Brechtel19828 Mar 2018 9:15 a.m. PST

I first read this book in 1991 and wasn't impressed then. I have just now obtained another copy and I'm still not impressed.

The author is definitely pro-German and seems to be 'recommending' that the US copy the German staff system. In the 1980s and early 1990s there was definitely talk of creating a general staff corps, which was always a non-starter. The US armed forces are not the German army and the German system would not work with our system at all.

And the problems with the German system is that Prussia was first and foremost an army with a state created to support it, not a state that created an army to defend it. The Prussian and later German army was too involved in politics and was one of the main reasons that the Weimar Republic failed.

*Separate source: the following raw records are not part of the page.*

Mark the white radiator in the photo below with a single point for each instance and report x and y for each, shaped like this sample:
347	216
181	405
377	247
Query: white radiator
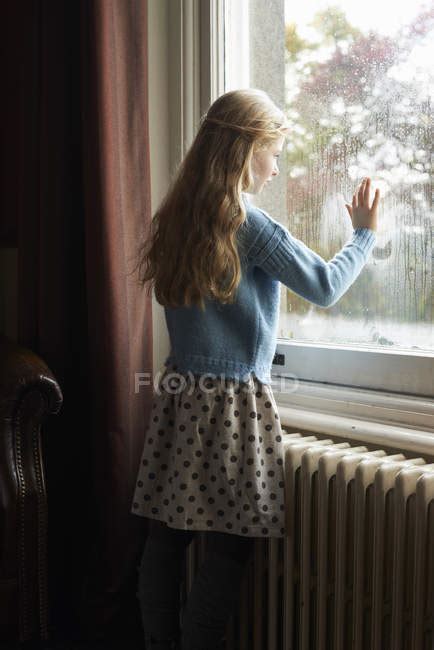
356	568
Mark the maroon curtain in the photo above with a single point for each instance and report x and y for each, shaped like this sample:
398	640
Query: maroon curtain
81	185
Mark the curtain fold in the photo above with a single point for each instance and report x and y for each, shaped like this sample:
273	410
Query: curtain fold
82	189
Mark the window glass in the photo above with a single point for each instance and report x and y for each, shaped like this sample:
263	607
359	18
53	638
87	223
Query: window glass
357	83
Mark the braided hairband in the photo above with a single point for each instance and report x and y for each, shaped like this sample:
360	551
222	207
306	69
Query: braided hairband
229	125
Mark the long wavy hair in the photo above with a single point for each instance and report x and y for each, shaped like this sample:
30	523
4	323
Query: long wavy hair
191	251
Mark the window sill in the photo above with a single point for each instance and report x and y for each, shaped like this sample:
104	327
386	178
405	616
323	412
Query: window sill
398	421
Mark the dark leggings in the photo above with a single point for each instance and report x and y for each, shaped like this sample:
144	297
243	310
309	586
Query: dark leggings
214	593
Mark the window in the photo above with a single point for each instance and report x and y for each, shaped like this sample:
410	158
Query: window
357	83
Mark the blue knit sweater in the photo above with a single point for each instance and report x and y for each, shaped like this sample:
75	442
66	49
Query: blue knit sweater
239	340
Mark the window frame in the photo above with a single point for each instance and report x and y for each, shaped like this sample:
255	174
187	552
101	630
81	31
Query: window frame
398	371
338	379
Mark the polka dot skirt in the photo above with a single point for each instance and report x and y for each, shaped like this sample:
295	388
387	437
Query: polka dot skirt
212	457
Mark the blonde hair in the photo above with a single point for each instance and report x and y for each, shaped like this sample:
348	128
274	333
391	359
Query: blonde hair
191	252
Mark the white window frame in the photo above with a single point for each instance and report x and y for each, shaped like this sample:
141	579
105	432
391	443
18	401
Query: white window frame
334	380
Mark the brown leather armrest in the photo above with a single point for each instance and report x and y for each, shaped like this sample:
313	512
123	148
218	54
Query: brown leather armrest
28	393
22	370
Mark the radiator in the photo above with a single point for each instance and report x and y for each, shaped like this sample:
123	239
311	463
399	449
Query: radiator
356	567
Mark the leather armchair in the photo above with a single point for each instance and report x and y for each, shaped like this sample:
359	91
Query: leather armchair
28	393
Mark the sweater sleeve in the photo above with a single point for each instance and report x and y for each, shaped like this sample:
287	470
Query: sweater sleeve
289	260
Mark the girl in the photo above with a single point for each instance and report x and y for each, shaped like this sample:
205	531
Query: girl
212	457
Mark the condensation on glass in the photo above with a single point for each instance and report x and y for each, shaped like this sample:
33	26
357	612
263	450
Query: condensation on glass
357	83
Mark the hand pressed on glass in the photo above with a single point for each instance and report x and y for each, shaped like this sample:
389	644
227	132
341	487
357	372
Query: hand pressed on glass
360	213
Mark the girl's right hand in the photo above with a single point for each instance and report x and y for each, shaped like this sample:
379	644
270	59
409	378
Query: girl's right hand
360	213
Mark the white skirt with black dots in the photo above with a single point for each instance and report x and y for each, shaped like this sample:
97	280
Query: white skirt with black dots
213	456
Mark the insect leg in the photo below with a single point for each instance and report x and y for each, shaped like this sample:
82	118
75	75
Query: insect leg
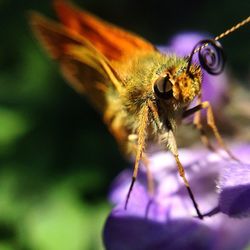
132	138
173	149
141	132
211	123
172	146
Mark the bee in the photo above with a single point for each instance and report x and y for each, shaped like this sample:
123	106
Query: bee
142	94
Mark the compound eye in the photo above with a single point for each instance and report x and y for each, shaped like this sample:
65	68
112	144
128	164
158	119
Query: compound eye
163	88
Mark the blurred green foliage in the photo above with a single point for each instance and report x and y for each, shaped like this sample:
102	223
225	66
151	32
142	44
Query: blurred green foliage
57	159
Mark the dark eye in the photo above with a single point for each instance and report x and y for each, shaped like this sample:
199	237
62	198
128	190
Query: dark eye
163	88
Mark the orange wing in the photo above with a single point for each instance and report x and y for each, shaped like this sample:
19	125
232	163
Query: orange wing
113	42
85	47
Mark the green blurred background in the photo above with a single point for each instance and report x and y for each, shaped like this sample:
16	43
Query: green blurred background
57	159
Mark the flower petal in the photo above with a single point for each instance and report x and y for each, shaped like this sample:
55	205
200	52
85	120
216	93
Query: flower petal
135	233
235	190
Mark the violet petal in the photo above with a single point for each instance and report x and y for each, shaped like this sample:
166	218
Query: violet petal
235	190
141	234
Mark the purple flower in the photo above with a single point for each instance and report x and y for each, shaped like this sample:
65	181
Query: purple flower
167	220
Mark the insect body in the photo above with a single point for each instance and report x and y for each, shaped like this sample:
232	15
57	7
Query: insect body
142	94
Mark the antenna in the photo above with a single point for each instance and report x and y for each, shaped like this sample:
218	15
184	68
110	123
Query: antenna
210	52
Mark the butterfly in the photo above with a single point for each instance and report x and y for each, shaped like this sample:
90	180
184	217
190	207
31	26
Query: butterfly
141	94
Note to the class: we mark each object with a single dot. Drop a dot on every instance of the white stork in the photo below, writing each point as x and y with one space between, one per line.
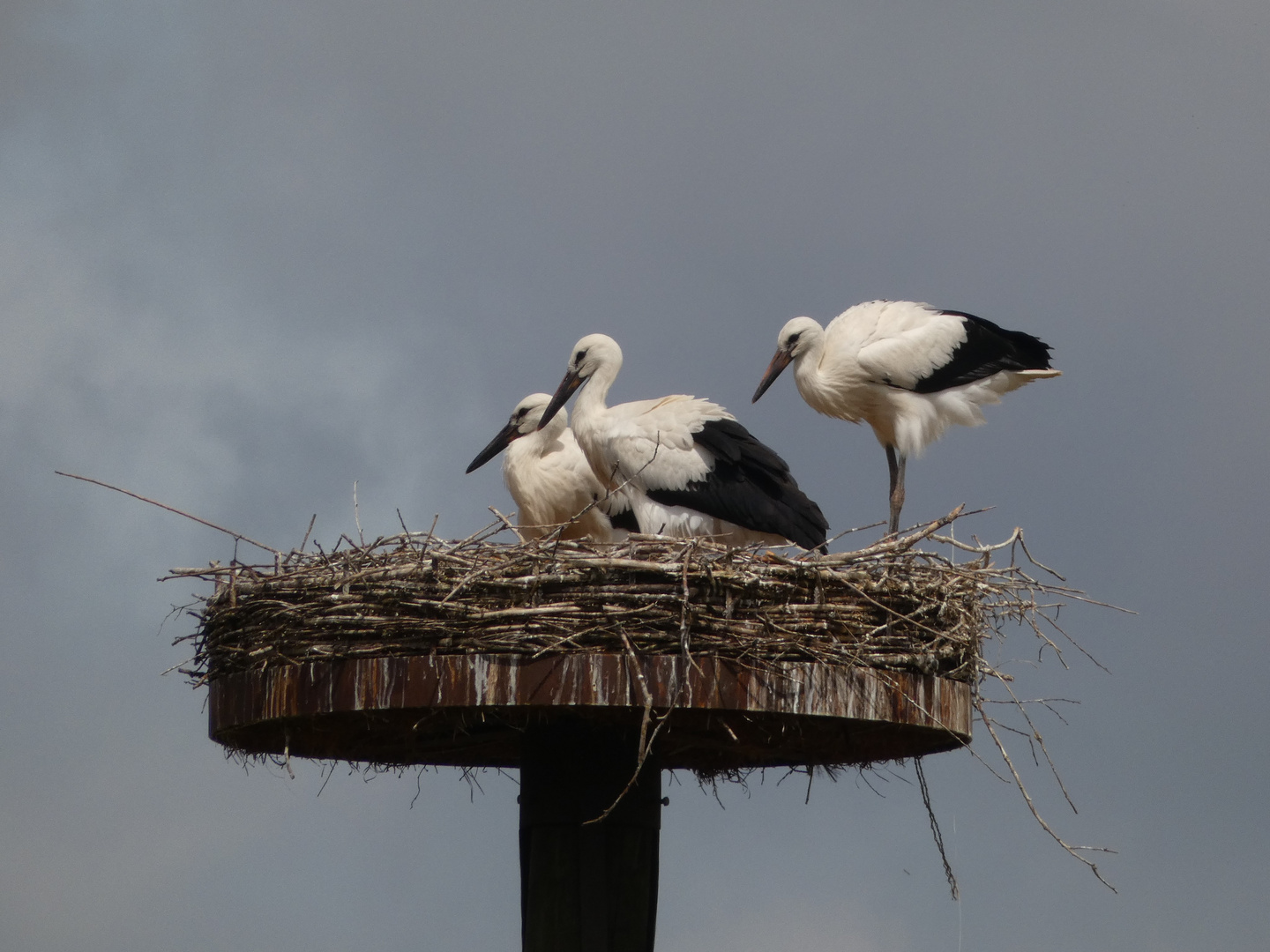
907 369
687 466
551 480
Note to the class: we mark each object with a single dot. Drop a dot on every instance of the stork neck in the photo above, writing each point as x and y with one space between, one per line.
594 394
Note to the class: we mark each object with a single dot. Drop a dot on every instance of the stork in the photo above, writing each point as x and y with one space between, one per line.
551 480
686 465
907 369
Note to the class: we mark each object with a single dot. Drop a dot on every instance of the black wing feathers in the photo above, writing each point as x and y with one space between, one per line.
625 519
986 351
750 487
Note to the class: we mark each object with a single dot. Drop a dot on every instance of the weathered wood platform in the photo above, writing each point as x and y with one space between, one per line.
473 710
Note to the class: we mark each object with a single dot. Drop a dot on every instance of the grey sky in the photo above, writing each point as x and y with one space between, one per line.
251 253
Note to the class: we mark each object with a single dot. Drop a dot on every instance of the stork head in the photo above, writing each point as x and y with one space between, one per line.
796 339
525 419
594 353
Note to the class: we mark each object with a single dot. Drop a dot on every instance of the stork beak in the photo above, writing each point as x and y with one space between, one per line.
571 383
496 446
773 369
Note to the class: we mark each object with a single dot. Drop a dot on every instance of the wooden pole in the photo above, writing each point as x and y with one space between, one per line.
587 888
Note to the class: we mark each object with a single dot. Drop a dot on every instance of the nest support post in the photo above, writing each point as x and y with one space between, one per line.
587 885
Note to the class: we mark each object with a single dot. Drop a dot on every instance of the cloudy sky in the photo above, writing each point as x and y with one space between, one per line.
254 251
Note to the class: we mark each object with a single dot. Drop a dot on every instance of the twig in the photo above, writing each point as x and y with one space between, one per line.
173 509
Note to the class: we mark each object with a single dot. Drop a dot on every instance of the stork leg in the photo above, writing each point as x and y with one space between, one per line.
895 464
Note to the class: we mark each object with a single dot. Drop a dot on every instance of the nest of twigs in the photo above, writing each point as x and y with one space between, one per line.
892 606
888 606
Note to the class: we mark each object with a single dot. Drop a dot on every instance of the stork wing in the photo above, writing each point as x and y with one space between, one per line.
652 442
747 485
911 346
952 348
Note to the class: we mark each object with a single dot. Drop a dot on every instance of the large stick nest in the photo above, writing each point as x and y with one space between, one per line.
888 606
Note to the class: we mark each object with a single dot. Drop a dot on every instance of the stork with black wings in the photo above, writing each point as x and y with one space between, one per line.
686 464
907 369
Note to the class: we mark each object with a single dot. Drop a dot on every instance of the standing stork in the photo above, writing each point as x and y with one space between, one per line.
686 465
551 480
907 369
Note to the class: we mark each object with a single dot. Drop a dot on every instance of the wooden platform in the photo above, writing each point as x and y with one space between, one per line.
473 710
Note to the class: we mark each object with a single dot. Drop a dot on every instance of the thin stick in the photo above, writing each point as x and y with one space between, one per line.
173 509
935 829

Further, the German officer corps took the infamous 'Hitler oath' in 1935 and prostituted itself to the Nazis.

Dupuy tends to play this down, and makes excuses for the German army for the atrocities supported and committed during the Nazi era and War II.

There are some good points raised in the book, but overall it is a waste of paper and printer's ink.

Thomas Thomas Supporting Member of TMP29 Mar 2018 9:18 a.m. PST

Again Dupuy's work is about an analytic approach to ground combat effectiveness in WWI & WWII. The moral complicity of the German General staff in the aggressive behavior of the German State really has nothing to do with combat effectiveness.

That German officers took an odious oath and were complicit in atrocities is well documented but has nothing to do with combat efficientcy on the grand tactical level. That Dupuy did not spend enough time chastising German officers for this moral failing, however lamentable, does not effect the quality of his quantitative research. Quite useful for wargame designers (like me).

Thomas J. Thomas
Fame And Glory Games

Brechtel19829 Mar 2018 10:09 a.m. PST

I disagree. If you read the book, the first part of it, the text, is history. Only in the latter part of the book do the statistics show up.

If the subject was merely ground combat effectiveness in Wars I and II, then the periods before War I and between the two world wars and the rise of Hitler would not have been covered.